The mandible and the orbit are the most commonly involved in natural-disaster H&N trauma[4]. Hence, securing an airway tract and treating orbital injuries are the most important issues to be addressed, along with treatment and care of other facial skeleton fractures and soft-tissue injuries. The surgeon should opt for an immediate, definitive surgical correction of these fractures. Delayed reconstruction requires advanced equipment, augments the complexity of the operation, and usually will not be feasible in this type of setting.
The recommended treatment sequence must adhere to the advanced trauma life support (ATLS) protocol: gain control of the airway, gain control of any bleeding source, establish the state of consciousness, diagnose and treat any concomitant brain injuries, and carry out facial reconstruction.
Craniofacial reconstruction surgery requires establishing a wide surgical field, which enables exact visualization and exploration of fractures, precise fracture reduction, placement of internal rigid fixators, use of bone autografts, and treatment of soft-tissue injuries. Achieving the best aesthetic and functional results greatly depends on the use of internal rigid fixation materials and the use of bone autografts. However, the surgeon should balance aesthetic requirements against subjecting the patient to a double-site operation in such a suboptimal setting.
The surgical treatment must reconstruct the three-dimensional structure of the face – height or verticality, width and depth – restoring the aesthetic and functional pre-trauma status. This constitutes considerable challenges for the reconstructive surgeon in both planning treatment and surgical techniques. Usually panfacial fractures constitute a challenge for the reconstructive surgeon who not only should act as a surgeon but also as a leader of an interdisciplinary team composed of intensivists, neurosurgeons, ophthalmic surgeons, prosthetic dentists, and others. In the field-hospital setting, some of the abovementioned professionals will probably be absent, and the surgeon should conduct the surgery in a manner that will enable staged functional reconstruction later[5].

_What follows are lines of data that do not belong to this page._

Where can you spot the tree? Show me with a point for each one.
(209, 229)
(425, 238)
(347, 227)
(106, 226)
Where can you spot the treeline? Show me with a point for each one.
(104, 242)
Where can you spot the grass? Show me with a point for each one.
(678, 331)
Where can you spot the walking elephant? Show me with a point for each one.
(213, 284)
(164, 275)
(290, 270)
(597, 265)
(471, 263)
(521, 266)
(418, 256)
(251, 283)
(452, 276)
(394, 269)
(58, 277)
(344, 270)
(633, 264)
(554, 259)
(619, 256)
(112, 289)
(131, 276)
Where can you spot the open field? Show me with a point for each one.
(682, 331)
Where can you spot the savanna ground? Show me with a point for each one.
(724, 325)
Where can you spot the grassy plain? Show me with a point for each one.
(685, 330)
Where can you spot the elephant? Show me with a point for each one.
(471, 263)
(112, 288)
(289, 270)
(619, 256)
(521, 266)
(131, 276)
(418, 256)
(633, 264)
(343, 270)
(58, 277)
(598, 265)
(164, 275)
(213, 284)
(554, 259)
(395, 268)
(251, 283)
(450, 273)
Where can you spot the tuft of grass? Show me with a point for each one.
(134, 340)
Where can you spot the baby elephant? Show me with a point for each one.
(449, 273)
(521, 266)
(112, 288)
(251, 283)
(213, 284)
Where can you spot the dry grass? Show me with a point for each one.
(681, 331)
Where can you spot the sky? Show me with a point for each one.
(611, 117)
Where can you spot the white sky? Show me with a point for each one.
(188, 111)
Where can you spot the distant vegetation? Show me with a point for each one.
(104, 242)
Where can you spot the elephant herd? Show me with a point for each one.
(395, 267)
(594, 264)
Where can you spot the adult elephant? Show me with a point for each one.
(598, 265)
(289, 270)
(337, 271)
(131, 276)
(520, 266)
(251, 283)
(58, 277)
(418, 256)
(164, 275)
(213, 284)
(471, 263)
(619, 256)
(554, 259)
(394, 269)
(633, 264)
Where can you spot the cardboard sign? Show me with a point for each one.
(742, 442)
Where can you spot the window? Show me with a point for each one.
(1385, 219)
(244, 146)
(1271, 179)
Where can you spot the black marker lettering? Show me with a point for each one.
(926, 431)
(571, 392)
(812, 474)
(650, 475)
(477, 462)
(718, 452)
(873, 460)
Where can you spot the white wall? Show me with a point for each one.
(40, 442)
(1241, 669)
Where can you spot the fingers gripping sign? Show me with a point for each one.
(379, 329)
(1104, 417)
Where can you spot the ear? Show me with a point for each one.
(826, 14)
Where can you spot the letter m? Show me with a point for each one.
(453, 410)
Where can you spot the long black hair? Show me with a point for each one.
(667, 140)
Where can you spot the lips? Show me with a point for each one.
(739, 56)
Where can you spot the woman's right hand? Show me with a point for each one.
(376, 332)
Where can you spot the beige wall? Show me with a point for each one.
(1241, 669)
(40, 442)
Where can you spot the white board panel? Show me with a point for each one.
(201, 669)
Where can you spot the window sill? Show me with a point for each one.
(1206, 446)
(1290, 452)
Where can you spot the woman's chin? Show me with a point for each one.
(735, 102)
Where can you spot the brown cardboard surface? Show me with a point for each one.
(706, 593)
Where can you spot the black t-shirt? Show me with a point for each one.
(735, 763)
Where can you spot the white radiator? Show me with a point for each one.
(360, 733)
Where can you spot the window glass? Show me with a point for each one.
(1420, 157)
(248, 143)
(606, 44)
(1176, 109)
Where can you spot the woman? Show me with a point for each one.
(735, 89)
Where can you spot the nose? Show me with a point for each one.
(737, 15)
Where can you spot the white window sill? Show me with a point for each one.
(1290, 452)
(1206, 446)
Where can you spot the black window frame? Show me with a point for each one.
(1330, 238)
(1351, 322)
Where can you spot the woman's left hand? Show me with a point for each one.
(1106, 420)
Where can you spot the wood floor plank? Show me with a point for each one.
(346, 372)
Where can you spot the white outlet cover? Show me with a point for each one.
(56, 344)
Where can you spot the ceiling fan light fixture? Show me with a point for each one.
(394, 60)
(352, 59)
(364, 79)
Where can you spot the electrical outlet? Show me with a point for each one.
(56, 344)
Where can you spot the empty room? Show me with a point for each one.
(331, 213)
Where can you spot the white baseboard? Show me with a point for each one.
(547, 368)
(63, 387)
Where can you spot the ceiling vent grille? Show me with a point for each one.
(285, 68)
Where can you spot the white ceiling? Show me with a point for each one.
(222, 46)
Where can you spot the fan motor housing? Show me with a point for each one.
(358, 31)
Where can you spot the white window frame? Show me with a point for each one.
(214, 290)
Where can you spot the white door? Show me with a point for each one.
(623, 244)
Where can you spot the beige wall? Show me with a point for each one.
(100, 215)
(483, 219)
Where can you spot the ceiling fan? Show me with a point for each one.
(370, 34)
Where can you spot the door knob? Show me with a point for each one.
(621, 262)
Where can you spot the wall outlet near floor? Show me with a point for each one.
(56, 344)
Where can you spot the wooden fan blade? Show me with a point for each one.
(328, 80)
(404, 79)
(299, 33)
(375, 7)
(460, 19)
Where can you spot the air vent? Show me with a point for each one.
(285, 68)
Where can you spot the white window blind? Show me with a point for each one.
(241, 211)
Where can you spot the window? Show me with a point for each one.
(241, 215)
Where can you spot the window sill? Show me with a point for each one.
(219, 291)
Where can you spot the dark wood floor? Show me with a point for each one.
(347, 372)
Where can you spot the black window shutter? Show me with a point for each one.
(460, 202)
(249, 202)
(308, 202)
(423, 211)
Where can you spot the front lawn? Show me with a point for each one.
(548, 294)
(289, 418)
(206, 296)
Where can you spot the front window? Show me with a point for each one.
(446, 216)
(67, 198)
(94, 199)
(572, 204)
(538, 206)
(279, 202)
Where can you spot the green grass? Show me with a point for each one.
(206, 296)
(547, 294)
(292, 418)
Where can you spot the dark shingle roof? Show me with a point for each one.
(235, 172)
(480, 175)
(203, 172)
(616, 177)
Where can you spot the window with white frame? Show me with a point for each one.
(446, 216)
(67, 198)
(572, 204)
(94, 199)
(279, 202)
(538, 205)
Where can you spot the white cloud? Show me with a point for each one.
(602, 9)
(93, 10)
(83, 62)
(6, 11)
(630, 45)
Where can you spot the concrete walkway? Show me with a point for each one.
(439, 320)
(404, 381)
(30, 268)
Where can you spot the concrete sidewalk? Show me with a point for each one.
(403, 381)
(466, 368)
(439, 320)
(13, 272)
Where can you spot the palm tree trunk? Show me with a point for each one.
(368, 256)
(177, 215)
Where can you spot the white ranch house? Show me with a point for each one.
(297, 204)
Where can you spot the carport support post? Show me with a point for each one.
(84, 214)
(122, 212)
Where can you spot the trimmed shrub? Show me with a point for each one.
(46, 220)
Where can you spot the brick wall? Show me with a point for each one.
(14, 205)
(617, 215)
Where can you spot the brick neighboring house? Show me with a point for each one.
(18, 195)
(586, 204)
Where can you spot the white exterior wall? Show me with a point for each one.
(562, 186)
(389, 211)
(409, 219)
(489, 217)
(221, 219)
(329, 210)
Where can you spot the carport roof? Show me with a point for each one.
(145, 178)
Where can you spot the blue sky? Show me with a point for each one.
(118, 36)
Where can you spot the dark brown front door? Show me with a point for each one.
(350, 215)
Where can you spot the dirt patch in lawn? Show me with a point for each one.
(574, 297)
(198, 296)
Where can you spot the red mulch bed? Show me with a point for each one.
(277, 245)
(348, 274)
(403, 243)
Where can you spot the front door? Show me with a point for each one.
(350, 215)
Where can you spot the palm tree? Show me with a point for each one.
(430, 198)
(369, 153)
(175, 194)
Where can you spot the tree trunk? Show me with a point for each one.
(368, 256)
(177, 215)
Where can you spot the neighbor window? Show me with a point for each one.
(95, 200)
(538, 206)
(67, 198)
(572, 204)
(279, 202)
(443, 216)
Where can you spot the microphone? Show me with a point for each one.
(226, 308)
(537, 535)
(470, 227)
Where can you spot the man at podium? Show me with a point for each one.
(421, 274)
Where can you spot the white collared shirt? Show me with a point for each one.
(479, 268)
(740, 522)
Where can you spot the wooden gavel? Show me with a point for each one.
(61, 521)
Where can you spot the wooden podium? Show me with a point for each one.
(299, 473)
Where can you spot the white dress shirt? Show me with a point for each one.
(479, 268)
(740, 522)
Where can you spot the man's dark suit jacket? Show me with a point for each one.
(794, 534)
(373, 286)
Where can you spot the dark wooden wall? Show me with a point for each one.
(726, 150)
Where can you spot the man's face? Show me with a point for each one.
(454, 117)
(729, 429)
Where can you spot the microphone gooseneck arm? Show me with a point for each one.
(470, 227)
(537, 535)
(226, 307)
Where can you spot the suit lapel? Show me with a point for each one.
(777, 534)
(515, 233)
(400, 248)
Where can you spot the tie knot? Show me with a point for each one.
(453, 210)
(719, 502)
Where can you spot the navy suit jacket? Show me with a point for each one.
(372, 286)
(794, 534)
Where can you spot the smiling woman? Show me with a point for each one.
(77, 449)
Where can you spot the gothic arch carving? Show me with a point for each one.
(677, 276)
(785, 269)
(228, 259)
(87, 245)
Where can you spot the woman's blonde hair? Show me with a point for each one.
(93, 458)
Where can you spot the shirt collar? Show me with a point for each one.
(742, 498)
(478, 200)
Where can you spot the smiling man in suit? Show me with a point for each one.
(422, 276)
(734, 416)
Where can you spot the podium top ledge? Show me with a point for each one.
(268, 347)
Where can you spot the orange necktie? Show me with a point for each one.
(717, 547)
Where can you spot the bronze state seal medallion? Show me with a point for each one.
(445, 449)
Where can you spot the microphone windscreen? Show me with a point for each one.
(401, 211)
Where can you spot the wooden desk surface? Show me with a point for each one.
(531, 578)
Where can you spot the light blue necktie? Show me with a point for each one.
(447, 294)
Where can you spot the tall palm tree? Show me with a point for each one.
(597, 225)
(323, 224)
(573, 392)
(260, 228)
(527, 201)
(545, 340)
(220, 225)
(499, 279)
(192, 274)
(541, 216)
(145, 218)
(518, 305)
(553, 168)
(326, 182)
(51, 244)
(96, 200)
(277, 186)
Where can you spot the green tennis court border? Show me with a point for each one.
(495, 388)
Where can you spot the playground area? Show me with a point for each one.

An important issue is the perioperative antibiotic coverage needed. In a regular hospital setting, H&N surgeries usually require coverage of Gram-positive cocci, such as Staphylococci and Streptococci. Yet, at a disaster scene, the pathogens may be different. For example, in an earthquake setting, the prevalent pathogens were reported to be Gram-negative Enterobacteria, originating from water and soil pollutions. Consulting with an infectious-disease specialist regarding the antibiotic coverage is recommended.
Pediatric patients will also present at the field hospital. The surgeon should always bear in mind the unique features of the pediatric population (e.g., greenstick fractures) and provide the best treatment (which can be nonsurgical), without compromising future growth and development of the facial skeleton. However, this more conservative treatment usually necessitates a prolonged follow-up period, which is not always feasible in these settings.
Delayed arrival of trauma patients to a properly equipped facility is characteristic of disaster scenarios. Unlike the usual medical route, where patients typically present minutes to hours after injury, in disaster situations, patients may arrive days afterwards; some partially treated and some not treated at all. Hence, the field hospital’s H&N surgeon may encounter pathologies rarely seen in a regular hospital. Examples from the field hospital in Haiti included various foreign bodies, including concrete and wall-plaster remnants within deep lacerated wounds, soft-tissue necrosis, osteomyelitis in the H&N region in young and otherwise healthy patients, and even deep wounds with secondary healing processes, which concealed proper anatomical view during reconstruction.